More companies checking out dependents on health insurance plans
By Greg Griffin
A new kind of audit is becoming standard procedure in many workplaces.
Looking for ways to cut costs, employers are requiring workers to produce marriage licenses, birth certificates, student IDs and partial tax returns to prove their listed dependents are eligible for health-insurance coverage.
Such "dependent audits" are on the rise in the private and public sectors. A survey released by human-resources firm Towers Watson in March found that 69 percent of large employers planned to audit their plans this year, up from 55 percent in 2008.
The audits uncover children who are too old for coverage or aren't students as claimed, ex-spouses who are not eligible for coverage and non-family members. Employers typically don't delve too deeply into whether the oversight was intentional; most are satisfied to resolve the issue and move on.
Among those that have conducted dependent
audits are Denver-based Qwest and the
Health reform concern
ConSova, a Lakewood-based company that conducts audits for clients including Tyco, Nissan Motors and Nokia, finds ineligibility rates of 11 percent to 13 percent, said chief executive Michael Smith.
"Health care costs are on the rise, and we're trying to help employers manage that. Health care is the third-largest cost-containment area available to them," Smith said. "Removing 12 percent of your ineligible beneficiaries can reduce your overall spend in health care by 4 to 6 percent."

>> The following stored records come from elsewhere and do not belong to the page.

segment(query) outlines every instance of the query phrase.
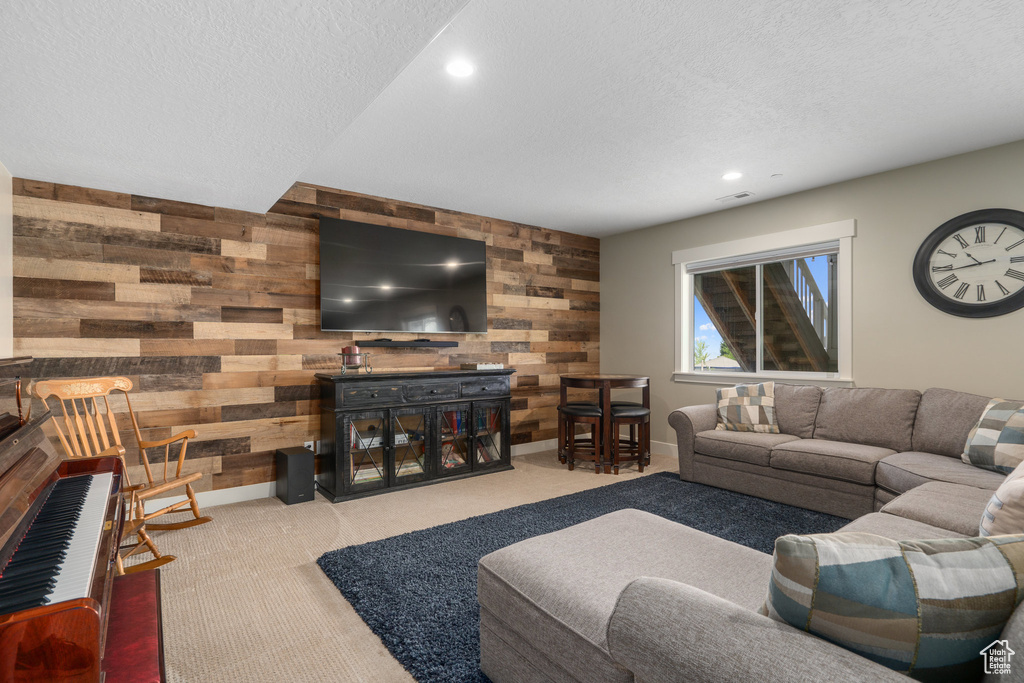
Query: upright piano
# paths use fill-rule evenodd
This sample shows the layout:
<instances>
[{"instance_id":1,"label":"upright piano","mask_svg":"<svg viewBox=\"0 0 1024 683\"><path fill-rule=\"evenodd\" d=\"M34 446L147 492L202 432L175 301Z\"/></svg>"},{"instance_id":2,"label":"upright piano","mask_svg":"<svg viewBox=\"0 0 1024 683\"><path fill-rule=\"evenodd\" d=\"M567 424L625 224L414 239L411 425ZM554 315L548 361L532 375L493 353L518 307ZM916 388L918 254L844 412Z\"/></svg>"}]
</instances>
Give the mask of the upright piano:
<instances>
[{"instance_id":1,"label":"upright piano","mask_svg":"<svg viewBox=\"0 0 1024 683\"><path fill-rule=\"evenodd\" d=\"M157 592L150 656L159 673L146 678L162 680L157 575L114 580L126 514L121 461L63 459L43 432L48 419L36 411L0 432L0 683L133 680L112 670L124 643L107 635L111 621L112 632L125 631L116 622L134 615L117 605L131 610L137 590Z\"/></svg>"}]
</instances>

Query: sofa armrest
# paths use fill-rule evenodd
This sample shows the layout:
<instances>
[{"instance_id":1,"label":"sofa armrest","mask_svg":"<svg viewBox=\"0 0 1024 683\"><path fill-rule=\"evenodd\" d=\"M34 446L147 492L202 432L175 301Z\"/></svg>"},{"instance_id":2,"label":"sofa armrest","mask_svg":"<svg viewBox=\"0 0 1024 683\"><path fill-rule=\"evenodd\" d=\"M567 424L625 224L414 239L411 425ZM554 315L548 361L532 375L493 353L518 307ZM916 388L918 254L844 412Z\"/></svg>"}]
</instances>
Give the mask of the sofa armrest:
<instances>
[{"instance_id":1,"label":"sofa armrest","mask_svg":"<svg viewBox=\"0 0 1024 683\"><path fill-rule=\"evenodd\" d=\"M766 592L767 585L765 577ZM907 680L699 588L650 577L636 579L619 595L608 649L638 681Z\"/></svg>"},{"instance_id":2,"label":"sofa armrest","mask_svg":"<svg viewBox=\"0 0 1024 683\"><path fill-rule=\"evenodd\" d=\"M693 437L697 432L715 428L718 423L718 407L714 403L686 406L669 413L668 423L676 430L679 478L693 481Z\"/></svg>"}]
</instances>

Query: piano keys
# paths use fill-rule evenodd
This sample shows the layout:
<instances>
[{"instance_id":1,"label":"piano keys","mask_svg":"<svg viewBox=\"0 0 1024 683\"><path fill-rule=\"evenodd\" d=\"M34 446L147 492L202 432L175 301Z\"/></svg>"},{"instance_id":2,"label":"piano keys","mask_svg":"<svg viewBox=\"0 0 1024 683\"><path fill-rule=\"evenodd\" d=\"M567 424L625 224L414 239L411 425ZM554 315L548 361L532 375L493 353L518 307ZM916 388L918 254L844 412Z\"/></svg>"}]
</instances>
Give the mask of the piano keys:
<instances>
[{"instance_id":1,"label":"piano keys","mask_svg":"<svg viewBox=\"0 0 1024 683\"><path fill-rule=\"evenodd\" d=\"M7 565L0 567L0 614L86 598L113 474L58 479Z\"/></svg>"}]
</instances>

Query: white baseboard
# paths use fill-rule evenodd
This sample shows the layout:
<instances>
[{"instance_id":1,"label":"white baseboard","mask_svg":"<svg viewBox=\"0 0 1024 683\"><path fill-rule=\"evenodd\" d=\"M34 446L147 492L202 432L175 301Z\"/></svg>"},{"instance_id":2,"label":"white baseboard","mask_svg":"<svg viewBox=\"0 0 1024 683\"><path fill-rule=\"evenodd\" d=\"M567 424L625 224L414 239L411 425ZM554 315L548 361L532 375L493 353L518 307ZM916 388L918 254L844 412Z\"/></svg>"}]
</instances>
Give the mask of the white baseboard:
<instances>
[{"instance_id":1,"label":"white baseboard","mask_svg":"<svg viewBox=\"0 0 1024 683\"><path fill-rule=\"evenodd\" d=\"M212 508L218 505L228 505L229 503L241 503L246 500L256 500L257 498L273 498L277 495L277 482L267 481L262 484L249 484L247 486L234 486L229 489L218 489L216 491L197 491L196 500L199 501L200 508ZM173 505L174 503L186 500L185 496L170 496L168 498L155 498L153 500L146 501L146 507L149 510L157 510L165 505ZM188 508L183 508L188 510Z\"/></svg>"},{"instance_id":2,"label":"white baseboard","mask_svg":"<svg viewBox=\"0 0 1024 683\"><path fill-rule=\"evenodd\" d=\"M558 446L558 439L546 439L544 441L531 441L521 443L512 447L512 457L540 453L541 451L553 451ZM667 441L651 441L651 453L654 455L679 455L679 446Z\"/></svg>"},{"instance_id":3,"label":"white baseboard","mask_svg":"<svg viewBox=\"0 0 1024 683\"><path fill-rule=\"evenodd\" d=\"M512 457L515 458L520 455L539 453L541 451L553 451L555 450L555 444L557 442L557 439L547 439L546 441L532 441L530 443L516 444L515 446L512 446ZM217 491L199 491L196 493L196 500L199 501L199 507L205 509L216 507L218 505L241 503L246 500L256 500L258 498L273 498L276 495L277 482L268 481L262 484L235 486L230 489L219 489ZM185 496L158 498L147 501L146 506L152 510L156 510L164 505L172 505L183 500L185 500Z\"/></svg>"},{"instance_id":4,"label":"white baseboard","mask_svg":"<svg viewBox=\"0 0 1024 683\"><path fill-rule=\"evenodd\" d=\"M553 451L558 446L558 439L545 439L544 441L531 441L512 446L512 457L540 453L541 451Z\"/></svg>"},{"instance_id":5,"label":"white baseboard","mask_svg":"<svg viewBox=\"0 0 1024 683\"><path fill-rule=\"evenodd\" d=\"M667 441L651 441L652 455L671 455L679 457L679 444L668 443Z\"/></svg>"},{"instance_id":6,"label":"white baseboard","mask_svg":"<svg viewBox=\"0 0 1024 683\"><path fill-rule=\"evenodd\" d=\"M558 439L545 439L544 441L531 441L530 443L516 444L512 446L512 457L516 458L521 455L540 453L542 451L553 451L557 444ZM676 445L661 441L652 441L651 451L658 455L675 455ZM277 482L268 481L262 484L235 486L230 489L219 489L217 491L199 491L196 493L196 500L199 501L199 507L212 508L217 507L218 505L241 503L246 500L256 500L258 498L273 498L276 495ZM171 505L183 500L185 500L185 496L158 498L147 501L146 506L155 510L159 507L163 507L164 505Z\"/></svg>"}]
</instances>

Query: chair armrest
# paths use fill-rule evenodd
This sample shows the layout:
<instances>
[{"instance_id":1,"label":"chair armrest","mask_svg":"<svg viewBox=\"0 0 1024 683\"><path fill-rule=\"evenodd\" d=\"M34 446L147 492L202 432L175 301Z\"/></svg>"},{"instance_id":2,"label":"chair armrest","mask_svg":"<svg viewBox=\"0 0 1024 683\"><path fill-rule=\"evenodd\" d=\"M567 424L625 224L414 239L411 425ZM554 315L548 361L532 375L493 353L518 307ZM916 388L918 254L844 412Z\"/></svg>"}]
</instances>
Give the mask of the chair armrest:
<instances>
[{"instance_id":1,"label":"chair armrest","mask_svg":"<svg viewBox=\"0 0 1024 683\"><path fill-rule=\"evenodd\" d=\"M163 441L140 441L139 442L139 448L156 448L157 446L166 446L169 443L174 443L175 441L181 441L182 439L194 439L194 438L196 438L195 430L194 429L186 429L181 434L175 434L174 436L170 437L169 439L164 439Z\"/></svg>"},{"instance_id":2,"label":"chair armrest","mask_svg":"<svg viewBox=\"0 0 1024 683\"><path fill-rule=\"evenodd\" d=\"M686 406L669 413L668 423L676 430L679 478L693 481L693 437L697 432L715 428L718 423L718 407L714 403Z\"/></svg>"},{"instance_id":3,"label":"chair armrest","mask_svg":"<svg viewBox=\"0 0 1024 683\"><path fill-rule=\"evenodd\" d=\"M161 494L171 491L176 488L180 488L185 484L191 484L194 481L199 481L203 478L202 472L192 472L191 474L185 474L180 477L175 477L168 481L160 481L154 484L146 484L145 488L142 488L136 492L136 499L146 501L150 498L159 498Z\"/></svg>"},{"instance_id":4,"label":"chair armrest","mask_svg":"<svg viewBox=\"0 0 1024 683\"><path fill-rule=\"evenodd\" d=\"M608 649L638 681L907 681L699 588L650 577L636 579L619 595Z\"/></svg>"},{"instance_id":5,"label":"chair armrest","mask_svg":"<svg viewBox=\"0 0 1024 683\"><path fill-rule=\"evenodd\" d=\"M101 452L97 453L96 457L99 457L101 455L116 455L119 458L124 457L124 446L121 446L120 444L114 444L110 448L104 448Z\"/></svg>"}]
</instances>

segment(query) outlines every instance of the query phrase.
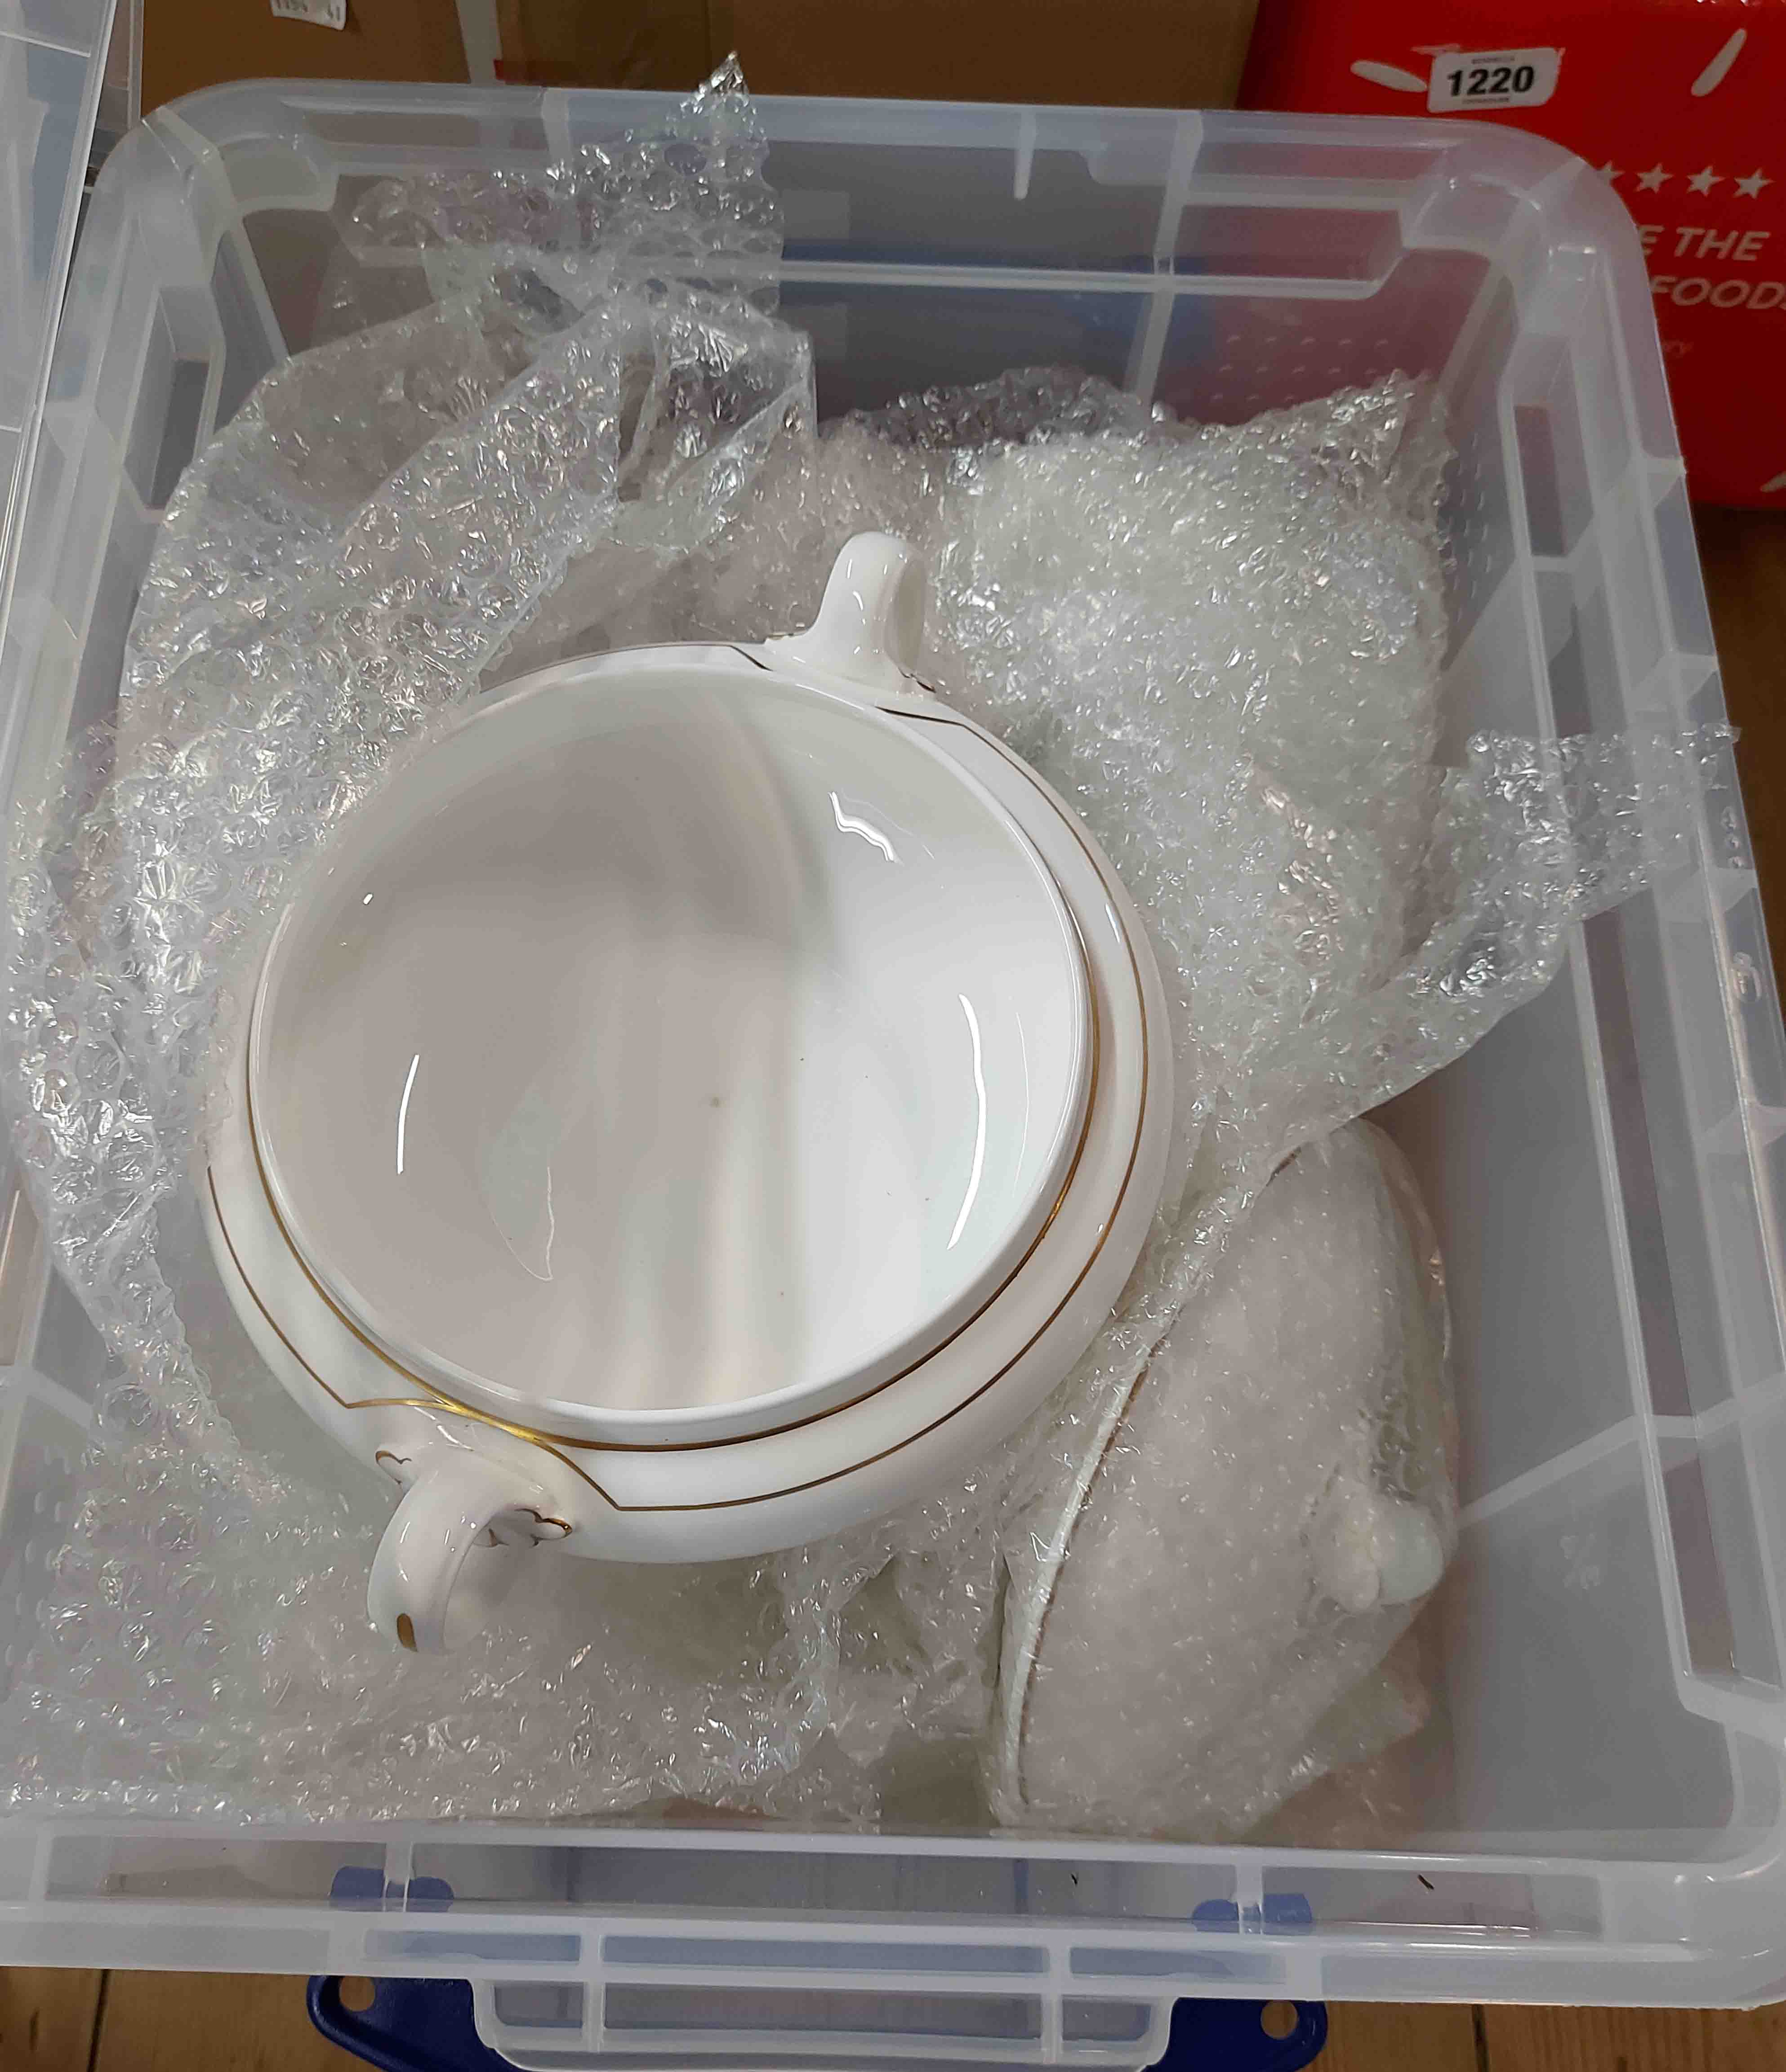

Many employers are worried that costs will climb even more under the health care reform act signed into law in March, Smith said.
Towers Watson found that 2 percent to 5
percent of dependents were ineligible in audits it conducted for
clients in the last three years, though in at least one case the
figure was as high as 10 percent, said John Fazio, a senior
consultant for the firm in
"It's not just a cost-cutting move, it's a good business practice. You're trying to make sure those covered really belong there," Fazio said. "You're not taking anything away from anybody who has a right to it."
Examples include grandchildren, nieces, nephews and children-in-law being improperly claimed as dependents; ex-spouses remaining on the coverage without a court order; grown children claimed as dependents even though they're not students; and live-in partners counted as spouses. Each company has its own policies regarding who does and does not qualify as a dependent.
While cumbersome, the audits are justifiable as long as all employees take part, including senior managers, said Demetra Estephana Koelling, an adjunct professor at the University of Denver Sturm College of Law who specializes in employment law.
CU wraps up audit
Still, introducing a new and intrusive task in the workplace isn't easy. The University of Colorado sent out multiple letters and packets to staff earlier this year but is still working to finalize the paperwork for a few stragglers, said Jill Pollock, CU senior associate vice president and chief human resources officer.
The audit found nearly 1,000 ineligible dependents, or 5.6 percent of those covered by the university. Removing them from coverage, as the university did July 1, will save $2 million to $4 million annually, Pollock said. That's roughly 2 percent to 3 percent of its $120 million in annual health care costs.
Some employers require workers to reimburse them for past claims made by dependents found to be ineligible, but the trend appears to be moving away from that. CU didn't seek reimbursement, nor have clients of ConSova and Towers Watson. The idea, they said, is to cut future costs.
"We were not on a witch hunt. We were about behaving in a fiscally prudent way," Pollock said.
Qwest spokeswoman Diane Reberger said the company conducted a dependent audit within the past four years, resulting in "significant savings."
It's important for employees to provide documentation during dependent audits, the experts said. If they don't, they may lose coverage for all dependents, eligible or not.
Many employers are waiting until 2011 to conduct dependent audits because the new health care reform law extends coverage to dependent children through age 26, whether or not they're students. The change goes into effect next month, but most new health-plan years start Jan. 1.
"Companies don't want to take someone off the plan they'll have to put back on" in a few months, Fazio said.
Smith of ConSova said that while the majority of ineligible dependents are children improperly claimed, most of the savings come from eliminating ineligible adult dependents whose health care costs are higher.